Beni Ödülle
Cezalandırma Kitabında Geçen Alıntılar
Beni ödülle cezalandırma! Çocuk
eğitimi konusunda öğretmenlere özellikle de ebeveynlere çok faydalı olacak
güzel bir kitap. Adından da anlaşılacağı üzere ödül vererek aslında
çocuklara nasıl zarar verdiğimizi anlatıyor ve bu konuda bizlere kılavuzluk
ediyor.
Özgür Bolat’ın Beni Ödülle
Cezalandırma Kitabında Geçen Alıntılar şunlardır:
“Çocuklara bir iş karşılığında ödül
verilince, amaç o işi en iyi şekilde yapmak değil, en kısa sürede bitirip ödülü
almak olur.”
“Sürekli övgü alan ve övgüye
bağımlı olan çocuk, övgü almadığı zaman, kendisini cezalandırılmış hisseder.”

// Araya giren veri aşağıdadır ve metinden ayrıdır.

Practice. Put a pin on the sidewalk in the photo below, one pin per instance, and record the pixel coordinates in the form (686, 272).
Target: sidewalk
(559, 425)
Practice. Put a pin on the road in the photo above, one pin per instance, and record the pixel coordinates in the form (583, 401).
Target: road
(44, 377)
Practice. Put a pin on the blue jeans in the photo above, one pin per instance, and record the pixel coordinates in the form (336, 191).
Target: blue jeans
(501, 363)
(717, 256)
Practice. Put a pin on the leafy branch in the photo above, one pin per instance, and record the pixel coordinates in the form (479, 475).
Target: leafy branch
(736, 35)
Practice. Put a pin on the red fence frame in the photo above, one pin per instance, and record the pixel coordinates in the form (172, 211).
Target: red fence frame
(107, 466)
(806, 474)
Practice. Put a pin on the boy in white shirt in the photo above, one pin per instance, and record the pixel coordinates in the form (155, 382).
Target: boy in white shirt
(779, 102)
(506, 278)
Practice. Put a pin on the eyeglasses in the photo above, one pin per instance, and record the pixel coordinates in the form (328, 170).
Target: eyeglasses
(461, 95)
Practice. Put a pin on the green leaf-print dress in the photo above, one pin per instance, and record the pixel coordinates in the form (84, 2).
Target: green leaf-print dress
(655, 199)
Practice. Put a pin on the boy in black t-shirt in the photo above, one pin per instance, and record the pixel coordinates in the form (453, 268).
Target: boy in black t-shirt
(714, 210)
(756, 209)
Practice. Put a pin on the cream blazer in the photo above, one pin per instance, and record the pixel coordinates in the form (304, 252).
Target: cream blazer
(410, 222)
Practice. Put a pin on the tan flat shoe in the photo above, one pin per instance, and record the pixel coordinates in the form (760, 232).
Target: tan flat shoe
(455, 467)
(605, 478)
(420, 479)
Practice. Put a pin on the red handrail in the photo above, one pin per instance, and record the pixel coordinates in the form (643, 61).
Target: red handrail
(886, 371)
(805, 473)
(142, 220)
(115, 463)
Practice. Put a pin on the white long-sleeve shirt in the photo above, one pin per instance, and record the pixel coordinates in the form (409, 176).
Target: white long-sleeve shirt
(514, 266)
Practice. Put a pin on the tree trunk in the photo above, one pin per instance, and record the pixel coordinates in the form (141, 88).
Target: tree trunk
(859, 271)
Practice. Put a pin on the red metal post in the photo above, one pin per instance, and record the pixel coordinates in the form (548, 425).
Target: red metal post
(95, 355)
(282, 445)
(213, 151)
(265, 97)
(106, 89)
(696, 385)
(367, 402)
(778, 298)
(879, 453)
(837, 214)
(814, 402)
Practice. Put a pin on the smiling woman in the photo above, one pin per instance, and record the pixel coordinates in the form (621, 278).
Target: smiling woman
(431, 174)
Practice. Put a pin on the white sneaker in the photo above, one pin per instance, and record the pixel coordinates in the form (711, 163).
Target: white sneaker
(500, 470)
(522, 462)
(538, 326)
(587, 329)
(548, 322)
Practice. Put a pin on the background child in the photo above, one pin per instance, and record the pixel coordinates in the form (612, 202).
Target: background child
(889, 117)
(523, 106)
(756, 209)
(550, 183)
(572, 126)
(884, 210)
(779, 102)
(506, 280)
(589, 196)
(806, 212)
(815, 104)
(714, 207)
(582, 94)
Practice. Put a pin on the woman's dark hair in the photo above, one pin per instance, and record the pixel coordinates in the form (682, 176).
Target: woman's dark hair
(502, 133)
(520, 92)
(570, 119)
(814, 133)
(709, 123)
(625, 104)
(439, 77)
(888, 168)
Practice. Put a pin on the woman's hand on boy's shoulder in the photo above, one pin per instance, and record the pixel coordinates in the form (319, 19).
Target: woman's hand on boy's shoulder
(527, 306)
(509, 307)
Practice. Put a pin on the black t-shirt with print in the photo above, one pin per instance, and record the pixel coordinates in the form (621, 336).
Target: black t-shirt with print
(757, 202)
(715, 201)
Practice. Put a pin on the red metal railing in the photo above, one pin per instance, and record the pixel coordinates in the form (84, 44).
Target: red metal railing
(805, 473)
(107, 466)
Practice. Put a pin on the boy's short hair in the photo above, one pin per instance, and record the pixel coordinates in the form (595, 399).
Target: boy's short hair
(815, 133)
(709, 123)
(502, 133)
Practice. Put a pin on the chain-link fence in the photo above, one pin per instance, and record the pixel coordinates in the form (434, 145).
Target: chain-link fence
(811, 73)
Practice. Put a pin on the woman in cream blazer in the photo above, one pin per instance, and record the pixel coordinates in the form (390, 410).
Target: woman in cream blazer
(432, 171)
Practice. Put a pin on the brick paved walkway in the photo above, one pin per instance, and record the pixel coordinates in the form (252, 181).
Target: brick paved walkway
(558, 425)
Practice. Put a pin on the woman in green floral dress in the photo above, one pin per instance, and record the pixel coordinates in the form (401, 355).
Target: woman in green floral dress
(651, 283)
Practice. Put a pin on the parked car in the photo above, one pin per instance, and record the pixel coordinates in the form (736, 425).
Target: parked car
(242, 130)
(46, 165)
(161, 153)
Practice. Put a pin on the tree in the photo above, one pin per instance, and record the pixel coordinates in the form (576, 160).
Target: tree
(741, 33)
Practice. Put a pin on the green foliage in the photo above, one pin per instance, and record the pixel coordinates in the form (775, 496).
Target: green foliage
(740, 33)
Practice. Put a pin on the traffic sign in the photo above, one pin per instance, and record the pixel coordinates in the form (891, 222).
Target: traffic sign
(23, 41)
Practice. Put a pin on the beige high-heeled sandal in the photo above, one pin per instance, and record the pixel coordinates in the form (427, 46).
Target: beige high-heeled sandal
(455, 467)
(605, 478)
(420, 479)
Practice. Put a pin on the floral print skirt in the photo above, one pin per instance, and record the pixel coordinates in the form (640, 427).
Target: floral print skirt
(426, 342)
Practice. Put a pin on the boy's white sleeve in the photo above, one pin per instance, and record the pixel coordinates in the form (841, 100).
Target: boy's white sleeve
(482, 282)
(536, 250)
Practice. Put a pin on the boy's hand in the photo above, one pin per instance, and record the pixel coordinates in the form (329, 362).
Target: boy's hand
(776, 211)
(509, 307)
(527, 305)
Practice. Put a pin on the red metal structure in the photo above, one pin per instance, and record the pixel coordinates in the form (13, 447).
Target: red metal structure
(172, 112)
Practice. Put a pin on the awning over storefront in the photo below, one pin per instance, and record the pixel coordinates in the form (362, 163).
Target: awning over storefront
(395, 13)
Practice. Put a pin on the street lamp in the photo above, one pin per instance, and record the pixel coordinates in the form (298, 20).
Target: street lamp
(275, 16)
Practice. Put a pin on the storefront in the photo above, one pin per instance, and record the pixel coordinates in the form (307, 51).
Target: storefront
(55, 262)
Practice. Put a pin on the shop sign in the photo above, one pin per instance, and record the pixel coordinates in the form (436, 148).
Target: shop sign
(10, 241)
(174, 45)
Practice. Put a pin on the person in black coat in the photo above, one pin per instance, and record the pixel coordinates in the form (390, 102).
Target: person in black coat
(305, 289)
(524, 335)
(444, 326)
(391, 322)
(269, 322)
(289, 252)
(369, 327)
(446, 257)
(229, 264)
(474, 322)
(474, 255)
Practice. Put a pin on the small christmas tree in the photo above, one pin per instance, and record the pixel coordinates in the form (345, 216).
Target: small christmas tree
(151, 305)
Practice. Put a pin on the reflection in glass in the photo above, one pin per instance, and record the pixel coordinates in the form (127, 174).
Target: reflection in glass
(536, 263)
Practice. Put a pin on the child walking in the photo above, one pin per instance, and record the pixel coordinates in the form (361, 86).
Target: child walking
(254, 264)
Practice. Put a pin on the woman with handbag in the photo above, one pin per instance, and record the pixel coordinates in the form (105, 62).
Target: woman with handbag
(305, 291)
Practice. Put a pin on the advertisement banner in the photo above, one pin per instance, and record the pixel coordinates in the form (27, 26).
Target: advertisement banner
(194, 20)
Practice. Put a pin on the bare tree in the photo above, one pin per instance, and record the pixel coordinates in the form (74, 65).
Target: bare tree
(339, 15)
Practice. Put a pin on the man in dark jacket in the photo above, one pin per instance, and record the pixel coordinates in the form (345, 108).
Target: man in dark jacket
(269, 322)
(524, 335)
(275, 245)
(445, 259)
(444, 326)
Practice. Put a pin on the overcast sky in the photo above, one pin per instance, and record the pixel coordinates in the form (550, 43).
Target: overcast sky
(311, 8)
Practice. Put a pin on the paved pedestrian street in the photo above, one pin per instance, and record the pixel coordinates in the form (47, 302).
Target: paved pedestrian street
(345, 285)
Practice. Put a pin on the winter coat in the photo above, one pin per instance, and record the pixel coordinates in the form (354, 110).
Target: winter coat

“Kendi ihtiyacını değil de çocuğun
ihtiyacını öncelikli hale getiren aile, çocuğunu kontrol etme ihtiyacı duymaz
ve doğal olarak ödül, ceza gibi kontrol mekanizmalarına başvurmaz..”
“Ödül gibi tüm kontrol
mekanizmaları yaratıcılığı olumsuz etkiler. Seçme hakkı verilince çocuk daha
yaratıcı olur.”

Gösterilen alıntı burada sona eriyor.